The dessert was the most fun to make. First came the chocolate soil and for something so delicious, it is remarkably simple to make. I’ve eaten this in one of Perth’s top restaurants so I couldn’t believe that it only took two ingredients – chocolate buttons and sugar!
We watched Hans make it and were surprised how quickly he created such an impressive looking dessert accompaniment. It was like making toffee and then when the small amount of water was added, it took on a soil like texture. It smelt amazing and tasted just like sweet sweet chocolate. I, like some of the others, couldn’t resist sneaking a few (or more than several) pinches while the rest of the dessert was being created.
Next was the sponge cake. Unbelievably easy and again only using a few ingredients and a paper cup, we were able to create a light, airy sponge that took only 40 seconds in the microwave. The light foam and the air trapped inside resulted in an extra fluffy sponge cake.
Plated up with the sponge, the soil and a scoop of ice cream, it looked so appealing. The smell of coffee is so alluring to me but I’m not so keen on the flavour so the panna cotta was texturally nice but a little over powering. If you love coffee though, it would have been perfect.
The Chefhire Atelier Perth cooking class was fun and interactive and it was lovely to meet some new people who also appreciate cooking and great tasting food. Brad and Hans were really helpful and happily answered questions throughout the session.

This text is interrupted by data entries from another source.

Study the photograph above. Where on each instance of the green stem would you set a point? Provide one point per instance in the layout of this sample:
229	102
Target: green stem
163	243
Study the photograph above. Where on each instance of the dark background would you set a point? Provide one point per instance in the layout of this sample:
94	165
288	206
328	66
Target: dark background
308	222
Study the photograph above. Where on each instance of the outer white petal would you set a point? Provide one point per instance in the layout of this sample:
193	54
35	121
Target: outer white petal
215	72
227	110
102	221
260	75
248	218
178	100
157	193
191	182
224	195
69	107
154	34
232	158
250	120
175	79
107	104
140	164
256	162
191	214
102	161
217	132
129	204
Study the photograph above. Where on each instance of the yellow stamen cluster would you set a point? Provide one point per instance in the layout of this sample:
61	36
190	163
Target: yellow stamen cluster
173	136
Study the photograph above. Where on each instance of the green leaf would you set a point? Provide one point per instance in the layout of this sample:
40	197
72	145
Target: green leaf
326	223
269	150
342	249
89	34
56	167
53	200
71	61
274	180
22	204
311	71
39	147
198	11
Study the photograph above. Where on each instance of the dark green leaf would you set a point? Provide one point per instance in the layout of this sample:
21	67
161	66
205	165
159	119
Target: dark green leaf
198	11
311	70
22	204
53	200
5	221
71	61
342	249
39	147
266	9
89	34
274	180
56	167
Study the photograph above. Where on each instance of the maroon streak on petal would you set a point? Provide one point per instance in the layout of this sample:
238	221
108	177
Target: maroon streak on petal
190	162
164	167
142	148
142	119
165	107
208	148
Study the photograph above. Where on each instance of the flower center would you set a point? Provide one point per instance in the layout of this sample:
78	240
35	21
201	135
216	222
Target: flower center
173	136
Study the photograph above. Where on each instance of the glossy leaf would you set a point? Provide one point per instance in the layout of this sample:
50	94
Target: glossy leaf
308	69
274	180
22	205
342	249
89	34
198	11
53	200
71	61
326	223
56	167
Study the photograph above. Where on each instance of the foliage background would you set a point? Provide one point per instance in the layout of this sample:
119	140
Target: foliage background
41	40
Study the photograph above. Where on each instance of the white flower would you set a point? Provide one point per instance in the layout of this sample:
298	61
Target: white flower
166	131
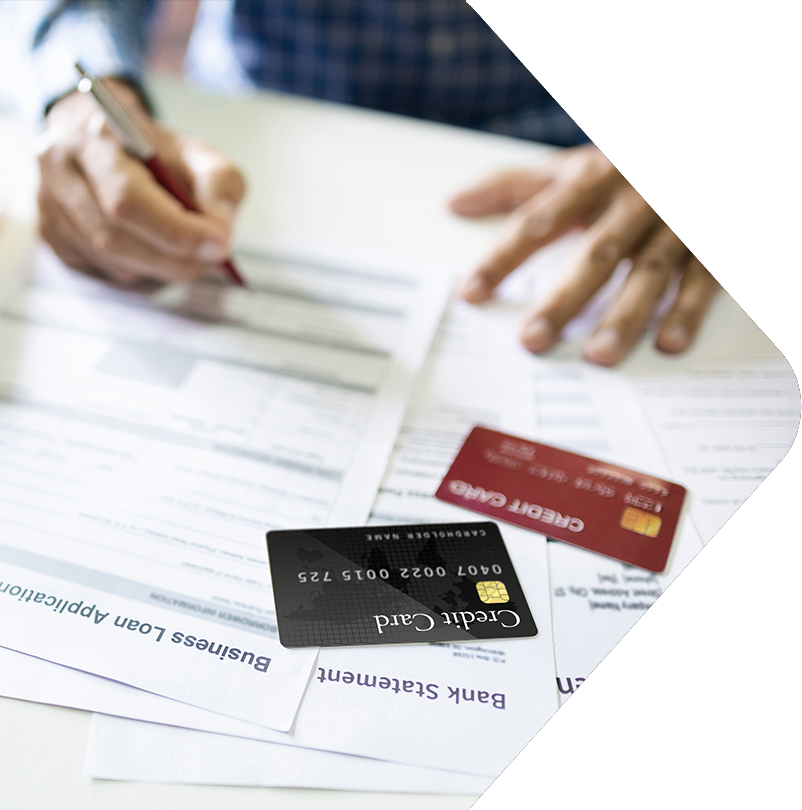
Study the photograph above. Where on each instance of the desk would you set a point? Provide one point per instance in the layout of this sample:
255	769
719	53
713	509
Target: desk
322	172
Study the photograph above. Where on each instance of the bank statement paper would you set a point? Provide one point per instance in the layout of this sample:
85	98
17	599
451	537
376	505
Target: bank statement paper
150	440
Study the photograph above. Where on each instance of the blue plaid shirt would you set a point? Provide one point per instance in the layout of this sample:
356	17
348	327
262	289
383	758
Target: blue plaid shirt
434	59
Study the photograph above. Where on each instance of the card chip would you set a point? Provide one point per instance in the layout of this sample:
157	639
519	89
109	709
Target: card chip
492	592
641	522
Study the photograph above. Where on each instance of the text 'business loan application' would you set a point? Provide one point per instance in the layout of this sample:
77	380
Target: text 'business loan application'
150	441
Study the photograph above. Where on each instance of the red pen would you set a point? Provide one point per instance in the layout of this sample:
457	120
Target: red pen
140	146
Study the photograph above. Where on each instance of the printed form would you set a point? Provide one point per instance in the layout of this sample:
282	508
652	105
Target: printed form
395	703
150	441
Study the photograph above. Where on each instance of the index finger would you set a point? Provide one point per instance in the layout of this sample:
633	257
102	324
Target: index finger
530	227
132	200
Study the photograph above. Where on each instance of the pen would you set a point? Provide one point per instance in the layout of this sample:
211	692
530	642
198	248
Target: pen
137	143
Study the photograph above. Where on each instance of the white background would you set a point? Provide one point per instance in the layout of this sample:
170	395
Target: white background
697	103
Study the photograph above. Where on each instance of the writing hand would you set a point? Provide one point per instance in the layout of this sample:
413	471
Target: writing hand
103	212
580	187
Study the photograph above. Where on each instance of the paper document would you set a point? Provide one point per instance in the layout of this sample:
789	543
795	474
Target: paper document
596	600
422	705
150	441
144	752
723	425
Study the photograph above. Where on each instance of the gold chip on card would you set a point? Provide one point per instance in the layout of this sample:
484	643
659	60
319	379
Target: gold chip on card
641	522
492	592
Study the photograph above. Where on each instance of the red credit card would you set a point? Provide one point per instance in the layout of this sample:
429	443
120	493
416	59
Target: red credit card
621	513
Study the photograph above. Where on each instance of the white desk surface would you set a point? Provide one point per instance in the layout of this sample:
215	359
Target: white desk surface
319	171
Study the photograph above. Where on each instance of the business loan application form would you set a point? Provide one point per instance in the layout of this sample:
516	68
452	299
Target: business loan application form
150	441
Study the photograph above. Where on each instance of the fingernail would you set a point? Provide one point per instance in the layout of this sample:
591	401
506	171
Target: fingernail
475	289
224	209
675	338
211	250
538	335
604	346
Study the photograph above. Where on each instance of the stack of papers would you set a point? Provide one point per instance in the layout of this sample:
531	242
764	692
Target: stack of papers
151	440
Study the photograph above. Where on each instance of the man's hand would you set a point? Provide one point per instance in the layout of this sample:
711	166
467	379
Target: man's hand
580	187
102	211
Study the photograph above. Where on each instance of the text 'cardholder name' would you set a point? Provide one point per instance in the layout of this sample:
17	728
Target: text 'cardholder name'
395	585
625	514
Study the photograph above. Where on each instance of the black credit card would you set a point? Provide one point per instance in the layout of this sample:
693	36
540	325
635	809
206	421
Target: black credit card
395	585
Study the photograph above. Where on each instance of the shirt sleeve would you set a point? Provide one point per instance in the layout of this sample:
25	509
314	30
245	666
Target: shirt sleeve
106	36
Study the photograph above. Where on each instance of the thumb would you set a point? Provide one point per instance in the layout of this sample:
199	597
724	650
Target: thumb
217	185
501	192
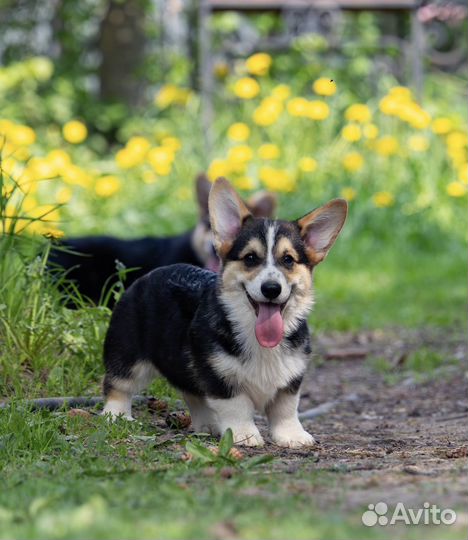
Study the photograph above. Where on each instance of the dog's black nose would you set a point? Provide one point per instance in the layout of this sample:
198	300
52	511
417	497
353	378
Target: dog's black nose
271	289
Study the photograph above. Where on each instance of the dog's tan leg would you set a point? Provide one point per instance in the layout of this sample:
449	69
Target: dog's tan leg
285	428
237	413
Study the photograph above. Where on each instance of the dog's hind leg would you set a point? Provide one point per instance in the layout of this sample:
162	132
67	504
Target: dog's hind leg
202	417
118	391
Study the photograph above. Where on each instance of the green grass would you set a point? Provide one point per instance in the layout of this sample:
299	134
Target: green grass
74	478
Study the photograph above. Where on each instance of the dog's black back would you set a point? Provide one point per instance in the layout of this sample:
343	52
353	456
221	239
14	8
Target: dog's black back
91	261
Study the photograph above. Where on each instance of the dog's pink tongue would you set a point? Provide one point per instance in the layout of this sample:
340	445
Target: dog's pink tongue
269	325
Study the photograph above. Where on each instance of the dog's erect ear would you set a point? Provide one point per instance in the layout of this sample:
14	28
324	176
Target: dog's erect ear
263	204
203	186
320	228
227	213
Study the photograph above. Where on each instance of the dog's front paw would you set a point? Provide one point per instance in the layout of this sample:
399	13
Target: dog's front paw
295	437
247	437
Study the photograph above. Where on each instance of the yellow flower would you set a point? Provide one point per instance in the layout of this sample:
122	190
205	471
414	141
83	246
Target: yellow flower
59	159
324	86
244	182
161	158
258	64
418	143
370	131
218	167
246	88
387	145
281	92
297	106
351	132
22	135
240	154
238	132
317	110
221	69
456	189
383	199
268	151
358	112
41	169
106	186
277	179
441	125
74	132
353	161
348	193
63	195
307	164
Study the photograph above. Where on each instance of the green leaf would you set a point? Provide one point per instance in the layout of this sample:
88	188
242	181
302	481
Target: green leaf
199	451
256	461
226	442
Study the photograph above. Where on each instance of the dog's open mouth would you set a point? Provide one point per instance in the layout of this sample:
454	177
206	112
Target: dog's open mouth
269	326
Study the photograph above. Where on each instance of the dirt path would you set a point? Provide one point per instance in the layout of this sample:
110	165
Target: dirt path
399	436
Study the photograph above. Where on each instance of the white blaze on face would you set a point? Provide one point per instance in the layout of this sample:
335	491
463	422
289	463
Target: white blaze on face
269	272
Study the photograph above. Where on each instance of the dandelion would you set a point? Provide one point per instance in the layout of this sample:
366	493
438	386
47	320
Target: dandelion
74	132
387	145
238	132
358	112
307	164
383	199
418	143
456	189
353	161
106	186
348	193
246	88
258	64
268	151
58	159
324	86
351	132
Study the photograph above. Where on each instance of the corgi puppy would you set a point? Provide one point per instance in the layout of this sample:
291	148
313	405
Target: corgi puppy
232	342
90	261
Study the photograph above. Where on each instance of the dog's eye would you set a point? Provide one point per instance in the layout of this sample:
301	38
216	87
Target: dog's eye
251	259
288	261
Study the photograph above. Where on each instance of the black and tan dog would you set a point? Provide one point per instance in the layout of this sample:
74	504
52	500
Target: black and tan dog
90	261
232	342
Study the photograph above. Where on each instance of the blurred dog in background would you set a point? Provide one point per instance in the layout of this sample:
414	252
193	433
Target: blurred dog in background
91	262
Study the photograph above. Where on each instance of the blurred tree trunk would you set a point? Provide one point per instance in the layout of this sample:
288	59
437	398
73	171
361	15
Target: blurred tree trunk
122	48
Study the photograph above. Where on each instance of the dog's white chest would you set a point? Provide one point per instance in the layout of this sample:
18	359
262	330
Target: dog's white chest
263	373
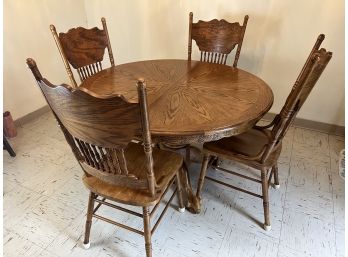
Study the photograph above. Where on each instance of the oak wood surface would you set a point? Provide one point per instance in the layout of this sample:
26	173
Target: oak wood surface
99	130
189	101
216	39
260	147
83	49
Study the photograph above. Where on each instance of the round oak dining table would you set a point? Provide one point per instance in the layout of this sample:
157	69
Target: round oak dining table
189	101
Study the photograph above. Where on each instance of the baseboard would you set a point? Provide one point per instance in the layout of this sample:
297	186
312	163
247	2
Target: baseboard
314	125
31	116
303	123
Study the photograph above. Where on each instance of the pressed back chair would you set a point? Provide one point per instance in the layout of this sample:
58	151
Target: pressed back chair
260	147
216	39
99	131
83	49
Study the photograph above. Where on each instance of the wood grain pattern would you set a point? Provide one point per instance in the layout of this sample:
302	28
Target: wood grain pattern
83	49
216	39
99	131
260	147
183	97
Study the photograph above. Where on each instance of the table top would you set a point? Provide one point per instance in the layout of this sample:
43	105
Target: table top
189	101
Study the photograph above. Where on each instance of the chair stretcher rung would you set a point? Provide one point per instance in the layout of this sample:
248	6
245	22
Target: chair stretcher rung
119	224
233	187
237	174
164	193
163	212
119	208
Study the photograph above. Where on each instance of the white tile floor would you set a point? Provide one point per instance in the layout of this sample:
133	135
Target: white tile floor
45	204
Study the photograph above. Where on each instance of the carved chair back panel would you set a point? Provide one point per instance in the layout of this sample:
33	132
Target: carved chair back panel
100	130
216	39
83	47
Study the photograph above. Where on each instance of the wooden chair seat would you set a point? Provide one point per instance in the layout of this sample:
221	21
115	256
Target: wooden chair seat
260	147
166	165
244	146
100	131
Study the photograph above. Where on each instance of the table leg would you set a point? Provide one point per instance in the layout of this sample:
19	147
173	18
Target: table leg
191	201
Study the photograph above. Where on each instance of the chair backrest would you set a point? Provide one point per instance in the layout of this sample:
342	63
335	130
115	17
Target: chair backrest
309	75
98	129
83	49
216	39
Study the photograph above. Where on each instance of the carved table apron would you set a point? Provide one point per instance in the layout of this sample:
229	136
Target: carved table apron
189	101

They also allow for BYO so it’s worth bringing a bottle of wine to enjoy with your meal. There are a variety of cooking classes on offer and even some for children. Located at 293 Hay St, East Perth, it’s a worthwhile experience.
This Perth cooking class can be booked via the Chefhire Atelier website and cost $110 per person. Other Perth cooking classes covering a wide range of cuisines are also available.